The past perfect tense is used to talk about actions that were completed before some point in the past. The past perfect tense is used for talking about something that happened before something else.

Example:

John had already eaten when Sarah arrived at his house.

When he arrived to the train station, the train had left.

There are two actions in this sentence: eating and arriving. Eating is in the past perfect and arriving is in the past simple, so we know that eating was completed first. When there are two verbs in a sentence, one in the past simple and the other in the past perfect, then the past perfect action finished before the past simple action.

Forming the Past Perfect tense

The past perfect tense is formed by using had + past participle

Forming negative sentences in the past perfect

The helping verb in the past perfect is always had. To make a negative, put not after the helping verb had.

Examples:

Petra hadn’t eaten all night so she was starving.

Paul had not studied French before he went to Paris.

They had not seen each other for many years.

Forming questions in the past perfect

To make a question in the past perfect, put had before the subject.

Examples:

Had they dated long before they got married?

How long had Robert lived in San Francisco by then?

Passive in the past perfect

To make a passive sentence in the past perfect, use be in past perfect (had been) and then the perfect form of the main verb.

The city had been defended by the brave men.

The window had been broken by a little boy.

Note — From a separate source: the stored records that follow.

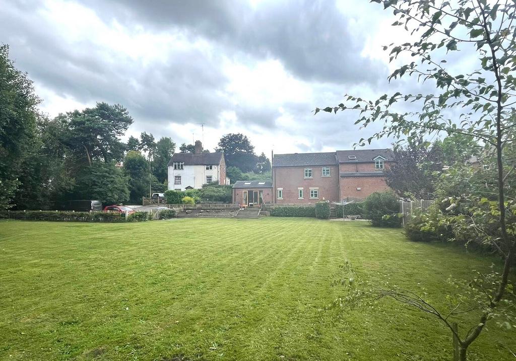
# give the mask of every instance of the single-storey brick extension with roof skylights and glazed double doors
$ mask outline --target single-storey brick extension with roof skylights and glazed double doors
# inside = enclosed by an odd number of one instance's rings
[[[244,207],[256,207],[272,203],[273,191],[270,180],[238,180],[233,185],[233,203]]]

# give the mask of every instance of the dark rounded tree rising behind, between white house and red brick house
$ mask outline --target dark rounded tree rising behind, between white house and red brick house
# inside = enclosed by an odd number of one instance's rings
[[[224,152],[228,167],[237,167],[243,172],[252,171],[256,167],[254,146],[247,136],[241,133],[227,134],[220,138],[218,145],[216,151]]]

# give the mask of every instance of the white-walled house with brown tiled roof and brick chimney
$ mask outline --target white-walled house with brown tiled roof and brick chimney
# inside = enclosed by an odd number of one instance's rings
[[[200,189],[203,184],[217,181],[229,184],[226,177],[224,153],[206,153],[202,143],[195,142],[193,153],[175,153],[168,162],[168,189]]]

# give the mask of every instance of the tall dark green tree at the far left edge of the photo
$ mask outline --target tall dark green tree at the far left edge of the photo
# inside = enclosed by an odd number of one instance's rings
[[[9,46],[0,44],[0,209],[9,207],[20,184],[39,102],[32,80],[14,67]]]

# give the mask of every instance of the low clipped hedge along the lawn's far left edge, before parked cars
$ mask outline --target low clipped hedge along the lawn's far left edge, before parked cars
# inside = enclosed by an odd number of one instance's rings
[[[22,221],[51,221],[51,222],[141,222],[152,219],[170,219],[176,215],[173,209],[155,212],[134,212],[127,216],[115,212],[59,212],[47,210],[7,210],[0,212],[0,219],[15,219]],[[157,216],[157,217],[156,217]]]

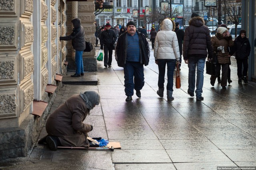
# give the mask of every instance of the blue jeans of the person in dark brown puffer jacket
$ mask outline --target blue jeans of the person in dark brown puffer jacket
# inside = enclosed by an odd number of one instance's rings
[[[204,64],[205,58],[188,57],[188,92],[194,93],[196,83],[196,97],[202,97]]]

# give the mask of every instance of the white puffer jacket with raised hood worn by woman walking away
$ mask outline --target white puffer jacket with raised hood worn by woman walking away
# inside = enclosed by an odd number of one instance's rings
[[[180,49],[176,33],[174,29],[174,22],[170,19],[165,19],[162,22],[162,30],[156,34],[154,44],[155,59],[176,59],[180,60]]]

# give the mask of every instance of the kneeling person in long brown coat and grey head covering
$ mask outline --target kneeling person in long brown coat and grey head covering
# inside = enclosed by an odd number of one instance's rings
[[[46,138],[49,148],[57,150],[58,146],[89,147],[87,132],[92,125],[83,121],[95,105],[100,104],[100,96],[96,91],[86,91],[67,99],[50,115],[46,122]]]

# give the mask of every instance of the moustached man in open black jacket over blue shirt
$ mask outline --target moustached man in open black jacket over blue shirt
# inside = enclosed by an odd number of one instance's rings
[[[116,44],[116,61],[124,67],[124,91],[126,101],[132,101],[134,89],[140,98],[140,90],[144,86],[144,67],[149,62],[150,48],[144,34],[136,31],[136,25],[127,23],[127,32],[119,36]]]

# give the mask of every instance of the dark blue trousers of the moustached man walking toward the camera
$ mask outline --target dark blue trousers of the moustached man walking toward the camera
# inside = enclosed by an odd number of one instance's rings
[[[134,77],[134,82],[133,82]],[[141,90],[144,86],[144,67],[139,62],[126,61],[124,65],[124,92],[126,96],[133,96],[133,89]]]

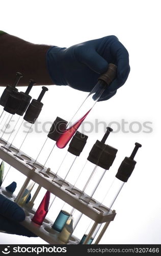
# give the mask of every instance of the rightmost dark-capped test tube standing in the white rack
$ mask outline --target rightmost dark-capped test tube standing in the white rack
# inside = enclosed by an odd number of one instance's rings
[[[105,205],[106,207],[108,207],[109,209],[112,208],[116,198],[118,197],[123,185],[125,184],[125,182],[127,182],[128,178],[131,176],[133,169],[135,168],[136,165],[136,161],[133,160],[133,158],[135,157],[139,147],[141,147],[142,145],[140,143],[135,143],[135,148],[133,149],[130,157],[125,157],[124,160],[122,161],[118,172],[115,176],[115,179],[112,183],[112,185],[110,186],[108,192],[106,193],[101,205]],[[100,205],[100,206],[101,206]],[[102,224],[98,224],[92,234],[92,237],[88,237],[88,234],[91,230],[91,228],[93,227],[93,225],[95,225],[94,221],[91,221],[89,227],[87,228],[86,233],[84,234],[84,236],[82,237],[80,244],[85,244],[86,242],[89,243],[94,240],[98,230],[100,229]],[[74,232],[73,232],[74,235]]]

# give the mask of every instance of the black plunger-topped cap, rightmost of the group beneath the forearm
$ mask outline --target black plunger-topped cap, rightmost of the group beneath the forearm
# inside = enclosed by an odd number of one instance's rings
[[[35,123],[36,119],[40,115],[40,112],[43,107],[43,103],[41,102],[45,92],[47,92],[48,89],[46,87],[42,87],[42,91],[38,97],[38,99],[33,99],[30,105],[28,106],[28,109],[26,110],[26,113],[23,117],[23,119],[29,123]]]

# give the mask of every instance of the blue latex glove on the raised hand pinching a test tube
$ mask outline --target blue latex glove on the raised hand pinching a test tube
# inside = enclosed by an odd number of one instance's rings
[[[117,65],[117,78],[100,100],[116,94],[130,72],[128,52],[114,35],[90,40],[69,48],[53,46],[46,54],[48,72],[54,84],[90,92],[108,63]]]

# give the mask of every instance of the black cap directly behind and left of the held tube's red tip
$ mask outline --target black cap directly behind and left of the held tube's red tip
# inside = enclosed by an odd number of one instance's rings
[[[65,131],[67,121],[57,116],[56,120],[52,123],[50,131],[47,135],[51,140],[57,141],[61,134]]]

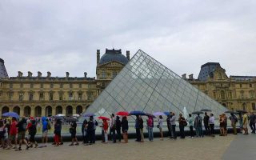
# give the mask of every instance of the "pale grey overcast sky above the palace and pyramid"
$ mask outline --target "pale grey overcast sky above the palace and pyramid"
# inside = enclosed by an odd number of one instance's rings
[[[96,50],[138,49],[175,73],[220,62],[230,75],[254,75],[254,0],[1,0],[0,58],[43,76],[95,77]]]

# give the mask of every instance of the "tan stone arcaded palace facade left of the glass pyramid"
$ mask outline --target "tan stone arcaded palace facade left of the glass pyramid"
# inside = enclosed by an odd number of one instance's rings
[[[42,77],[41,72],[33,76],[30,71],[26,77],[18,71],[17,77],[0,78],[0,115],[8,111],[26,117],[82,114],[125,66],[114,58],[115,54],[100,64],[99,52],[97,50],[97,78],[87,78],[86,72],[82,78],[70,77],[68,72],[66,77],[55,78],[50,72]],[[102,77],[102,70],[106,77]]]

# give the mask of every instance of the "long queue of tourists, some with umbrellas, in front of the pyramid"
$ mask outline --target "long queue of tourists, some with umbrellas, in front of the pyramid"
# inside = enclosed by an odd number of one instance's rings
[[[248,124],[252,130],[252,134],[255,134],[255,122],[256,116],[254,113],[248,114],[235,114],[231,113],[230,117],[227,117],[226,114],[219,115],[218,126],[219,126],[219,135],[227,135],[227,121],[230,120],[231,126],[233,128],[233,134],[237,134],[237,123],[240,127],[240,133],[245,135],[248,134]],[[208,115],[205,112],[202,117],[200,114],[197,114],[195,118],[191,114],[188,115],[188,118],[184,118],[182,114],[178,115],[178,118],[173,112],[167,116],[166,121],[164,121],[162,115],[158,116],[158,120],[155,119],[153,115],[148,115],[146,122],[143,122],[141,115],[136,115],[134,128],[136,130],[136,142],[144,142],[144,131],[145,128],[148,132],[148,139],[150,142],[154,141],[154,124],[157,124],[157,128],[160,134],[160,140],[163,140],[163,123],[166,122],[168,129],[168,136],[172,139],[177,139],[176,134],[176,122],[178,122],[179,136],[180,138],[185,138],[186,133],[184,128],[189,127],[189,132],[187,136],[190,138],[203,138],[204,136],[214,137],[214,125],[216,123],[214,119],[214,114]],[[47,146],[48,142],[48,130],[54,130],[54,146],[60,146],[62,142],[62,120],[60,118],[54,119],[54,124],[51,125],[51,122],[47,118],[43,117],[39,122],[42,124],[42,146]],[[38,120],[34,118],[21,118],[19,121],[17,118],[2,118],[0,120],[0,142],[3,149],[15,149],[22,150],[22,144],[26,145],[26,150],[30,147],[38,147],[38,142],[35,140],[35,135],[37,134],[37,124]],[[110,118],[102,118],[102,125],[99,126],[94,116],[90,116],[88,119],[85,119],[82,122],[82,143],[84,145],[92,145],[95,143],[96,136],[95,130],[97,127],[102,128],[102,142],[108,143],[109,139],[112,142],[128,142],[128,130],[129,124],[126,116],[115,116],[114,114],[110,115]],[[204,132],[202,127],[204,127]],[[77,134],[77,123],[71,122],[70,124],[70,134],[72,142],[70,146],[79,145]],[[26,136],[26,132],[29,136]],[[122,141],[123,140],[123,141]]]

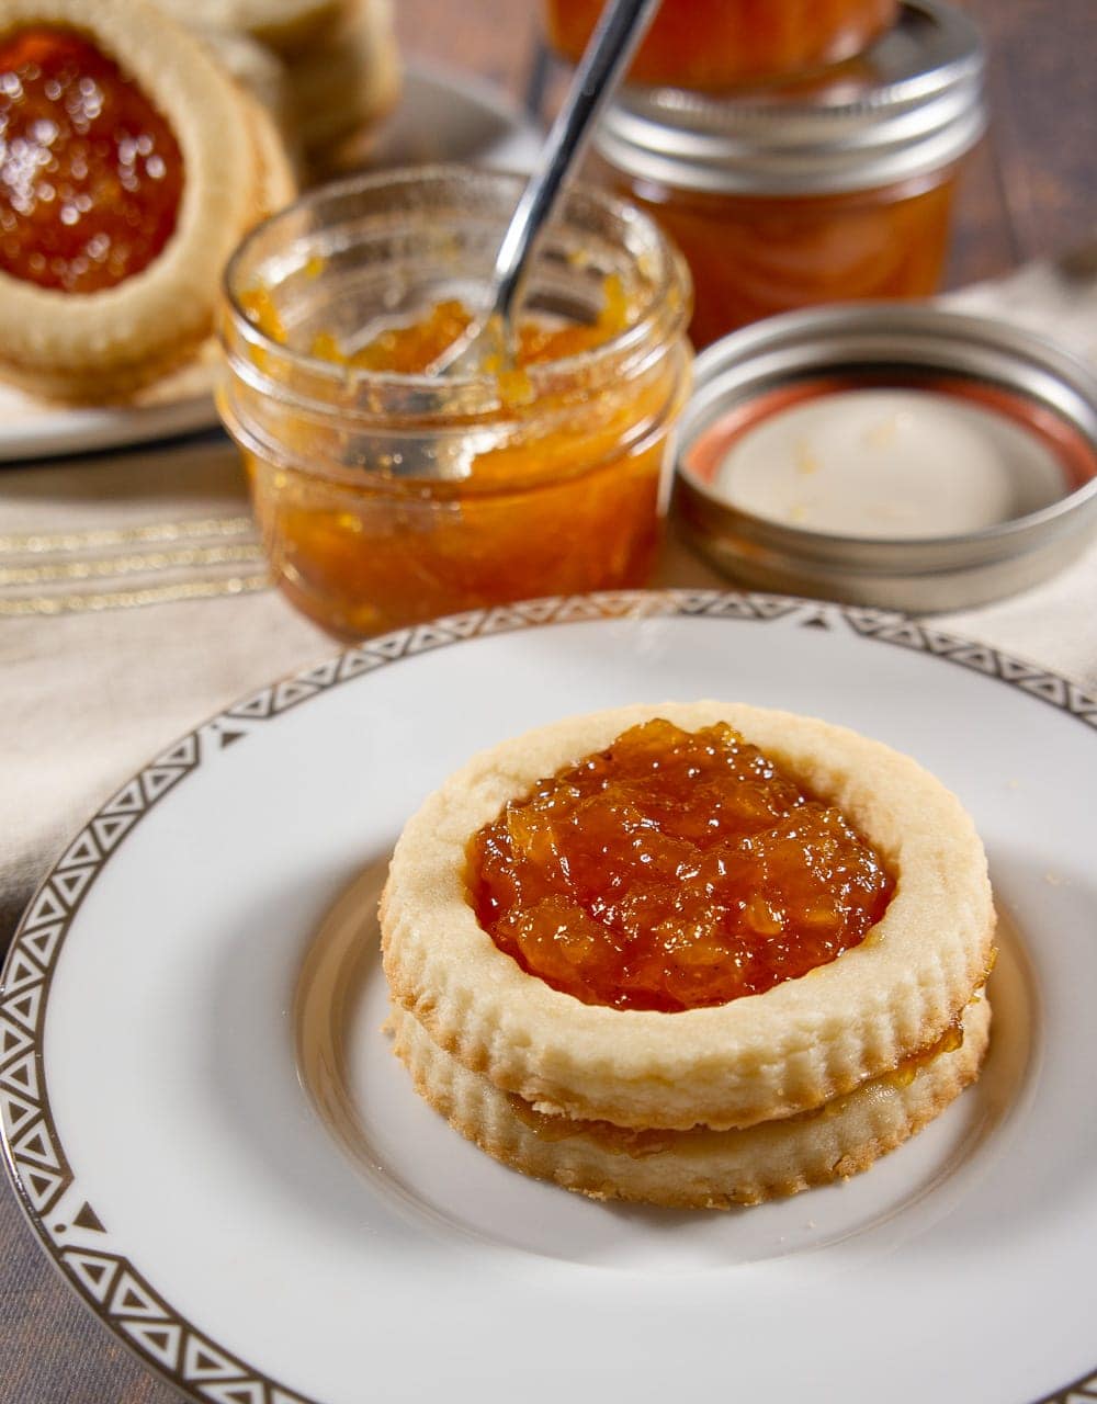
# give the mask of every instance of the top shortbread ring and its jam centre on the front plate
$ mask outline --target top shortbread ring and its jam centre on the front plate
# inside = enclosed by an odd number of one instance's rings
[[[662,740],[629,739],[653,719]],[[688,737],[714,727],[743,788],[709,776],[704,804],[676,809],[655,778],[677,768],[688,793]],[[541,876],[483,861],[500,824]],[[524,893],[503,911],[507,883]],[[827,934],[850,892],[853,927]],[[476,757],[409,820],[381,918],[393,1001],[438,1049],[535,1112],[645,1130],[844,1097],[947,1038],[993,963],[986,859],[954,795],[847,729],[719,702],[619,708]]]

Three banks had been robbed by those prisoners.

Contraction with Past Perfect

When we use the Past Perfect in speaking, we often contract the subject and the auxiliary verb. We also sometimes do this in informal writing:

I’d eaten already.

They’d gone to the shop.

In negative sentences, we may contract the auxiliary verb and “not”:

I hadn’t finished my meal.

Peter hadn’t had a day off for a long time.

Signal words

The past perfect is often used with words such as before, until, previously, etc. One word that is very common with the past perfect is by.

By the evening, the rain had stopped.

By the end of the semester, Ryan had completed all his prerequisites.

When to Use the Past Perfect

When you are talking about some point in the past and want to reference an event that happened even earlier, using the past perfect is used to convey the sequence of the events. Writing an entire paragraph with every verb in the past perfect tense is very unusual.

When Not to Use the Past Perfect

Do not use the past perfect when you are not trying to convey some sequence of events.  If there is no context, so the past perfect does not make sense.